Wir haben es in der heutigen Christenheit nicht so sehr mit menschlicher Unordnung zu tun – wie in Korinth –, sondern mehr damit, dass menschliche Ordnungen die Ordnung Gottes außer Acht lassen. Menschliche Ordnungen sind genauso schlimm, vielleicht sogar noch gravierender als menschliche Unordnung; denn ein ungeheuerlicher Zustand wird sogar bei einem natürlichen Gewissen Anstoß erregen und nach Zurechtweisung rufen, während menschliche Ordnungen das Gewissen beruhigen mögen und zugelassen werden, ohne dass das damit verbundene Böse aufgedeckt wird.
Damit uns das Ernste und Bedenkliche dieser Art des Bösen recht bewusst wird, müssen wir daran denken, dass die großen, kennzeichnenden Wahrheiten dieser Haushaltung schon sehr früh in der Geschichte der Kirche von der bekennenden Masse aufgegeben worden sind. Die Anwesenheit Christi in der Herrlichkeit als Haupt Seiner Versammlung, die Gegenwart des Heiligen Geistes auf der Erde, und die Bildung und Berufung der Versammlung sind große Wahrheiten, die schon bald nach dem Heimgehen der Apostel beinahe vollständig verloren gegangen sind. Es kam zu einer Vermischung des Christentums mit dem Judentum mit dem Ergebnis, dass aufrichtige aber unwissende Menschen versuchten, eine Ordnung dadurch aufrechtzuerhalten, dass nach dem Vorbild des jüdischen Priestertums eine priesterliche Klasse eingesetzt wurde, die von dem Laienstand unterschieden wurde. Durch einen Gelehrtenstand wurde eine menschliche Ordnung angenommen, die in allen großen religiösen Sekten des Christentums noch immer vorherrschend ist.

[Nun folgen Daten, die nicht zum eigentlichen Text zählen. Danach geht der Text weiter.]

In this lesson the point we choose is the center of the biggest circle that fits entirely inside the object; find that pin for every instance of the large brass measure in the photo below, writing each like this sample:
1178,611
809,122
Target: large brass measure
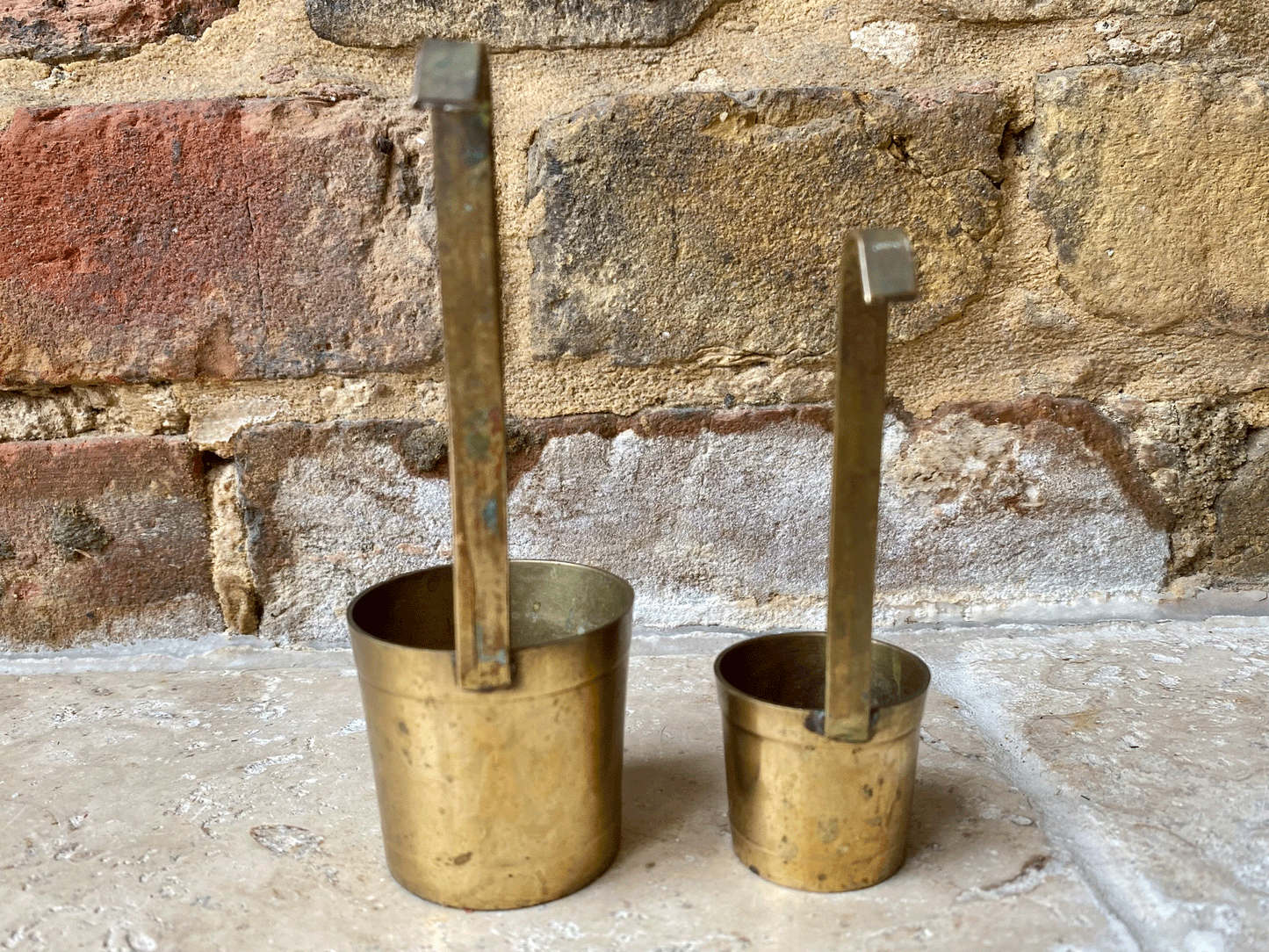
820,732
494,689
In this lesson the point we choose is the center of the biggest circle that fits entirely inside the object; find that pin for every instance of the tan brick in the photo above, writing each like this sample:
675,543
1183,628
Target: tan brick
1152,182
103,538
715,518
709,226
214,239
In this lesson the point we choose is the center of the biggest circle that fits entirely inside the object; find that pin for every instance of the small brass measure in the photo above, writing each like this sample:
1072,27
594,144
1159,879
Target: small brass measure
820,732
494,689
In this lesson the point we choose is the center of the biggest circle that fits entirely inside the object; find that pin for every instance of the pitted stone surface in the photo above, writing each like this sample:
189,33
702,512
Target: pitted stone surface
100,539
1152,182
214,239
709,225
1143,749
507,25
59,32
1040,11
715,518
249,818
1241,547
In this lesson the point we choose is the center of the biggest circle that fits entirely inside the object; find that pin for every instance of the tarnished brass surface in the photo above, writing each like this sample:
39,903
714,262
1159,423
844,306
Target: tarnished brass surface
806,810
509,797
453,80
820,730
876,267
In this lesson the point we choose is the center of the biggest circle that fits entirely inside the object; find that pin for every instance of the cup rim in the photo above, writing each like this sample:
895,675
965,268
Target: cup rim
627,603
924,669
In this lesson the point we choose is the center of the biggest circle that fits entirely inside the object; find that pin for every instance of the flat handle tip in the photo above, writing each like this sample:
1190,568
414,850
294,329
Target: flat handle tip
887,267
451,73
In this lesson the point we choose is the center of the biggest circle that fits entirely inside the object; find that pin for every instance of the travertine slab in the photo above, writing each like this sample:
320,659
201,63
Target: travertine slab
1143,746
235,810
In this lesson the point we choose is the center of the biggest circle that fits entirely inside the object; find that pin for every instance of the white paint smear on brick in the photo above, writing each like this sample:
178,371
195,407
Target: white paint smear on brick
898,43
732,528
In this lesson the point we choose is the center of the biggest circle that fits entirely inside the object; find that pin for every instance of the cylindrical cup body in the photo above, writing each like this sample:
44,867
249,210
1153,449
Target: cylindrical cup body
509,797
809,811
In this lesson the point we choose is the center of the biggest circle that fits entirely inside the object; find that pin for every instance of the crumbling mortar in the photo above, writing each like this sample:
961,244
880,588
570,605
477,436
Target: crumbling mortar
231,574
1189,450
61,413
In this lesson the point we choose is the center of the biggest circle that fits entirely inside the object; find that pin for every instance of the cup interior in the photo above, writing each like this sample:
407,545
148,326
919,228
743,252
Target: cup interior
548,602
789,670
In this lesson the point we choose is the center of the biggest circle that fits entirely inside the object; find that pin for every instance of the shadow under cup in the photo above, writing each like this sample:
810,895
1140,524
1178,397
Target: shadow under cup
806,810
499,798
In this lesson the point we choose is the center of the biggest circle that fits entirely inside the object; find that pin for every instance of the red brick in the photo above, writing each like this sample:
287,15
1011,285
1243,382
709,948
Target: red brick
103,538
99,28
213,239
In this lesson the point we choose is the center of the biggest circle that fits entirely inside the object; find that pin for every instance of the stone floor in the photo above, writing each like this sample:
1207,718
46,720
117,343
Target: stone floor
1097,786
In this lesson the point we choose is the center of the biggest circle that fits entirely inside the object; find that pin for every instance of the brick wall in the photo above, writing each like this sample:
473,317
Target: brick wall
220,358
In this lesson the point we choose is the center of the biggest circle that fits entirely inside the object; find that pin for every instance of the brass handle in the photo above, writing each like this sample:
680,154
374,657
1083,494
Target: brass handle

Das Annehmen dieser menschlichen Ordnung ist deshalb so ernst und bedenklich, weil dadurch die Gegenwart und Leitung des Heiligen Geistes ignoriert wird. Wir sind so schwerfällig im Anerkennen der Tatsache, dass die große Hauptwahrheit der gegenwärtigen Zeit die ist, dass wir in einer Zeit leben, wo eine göttliche Person – der Heilige Geist – auf der Erde gegenwärtig ist. Er vertritt die Interessen Christi hier; Er tröstet, lehrt, leitet, zeigt uns alles, und leitet uns auch bei der Ausübung der Gaben und beim Gebet (Joh 14,16-26; 16,13-15; 1Kor 12,3; Judas 20).
Wenn wir nun in Kenntnis der Wahrheit von dem Leib Christi und der Gegenwart des Heiligen Geistes uns getrennt haben von jedem durch Menschen aufgerichteten System, in dem diese Wahrheiten praktischerweise geleugnet werden, mögen wir uns fragen, ob die Schrift irgendwie Licht und Klarheit gibt über die Weise, wie sich Gläubige verhalten sollen, wenn sie zum Dienst am Wort zusammengekommen sind.
Das 14. Kapitel dieses Briefes zeigt klar, dass Gott uns für die Ausübung des Dienstes bei den Gelegenheiten, wo Sein Volk als Versammlung zusammengekommen ist, deutliche Anweisungen gegeben hat. Dass die in diesem Kapitel niedergelegten Grundsätze in den religiösen Systemen der Christenheit nicht verwirklicht werden können, verurteilt diese Systeme nur und macht offenbar, wie weit sie von der Ordnung Gottes abgewichen sind. Wenn uns jedoch die Augen für das Böse solcher Systeme geöffnet worden sind und wir uns abseits davon halten, befinden wir uns in einer Stellung, in welcher es – unter der Leitung des Heiligen Geistes – möglich ist, nach der Ordnung Gottes zu handeln.
Drei große Grundsätze werden in diesem Kapitel bezüglich der Ausübung der Gaben durch den Heiligen Geist betont:
Wir sollen der Liebe nachstreben (Vers 1), die Gaben sollen zur Erbauung gebraucht werden (Verse 2–25), und die Gaben sollen entsprechend der Ordnung Gottes ausgeübt werden (Verse 26–40).
Die Liebe als Beweggrund im Gebrauch der Gaben
Vers 1
„Strebt nach der Liebe; eifert aber nach den geistlichen Gaben, viel mehr aber, dass ihr weissagt.“
Das Aufrechterhalten von Liebe, Erbauung und der Ordnung Gottes in der Versammlung ist absolut abhängig von der ungehinderten Wirksamkeit des Heiligen Geistes. Die Rechte des Heiligen Geistes in der Versammlung hatte der Apostel schon ausdrücklich betont (Kap 12,4–13) und uns die gesegneten Merkmale der Liebe schon dargelegt (Kap 13). Nun beginnt er diesen neuen Abschnitt, der von der Ausübung der Gaben spricht, mit der Ermahnung: „Strebt nach der Liebe“.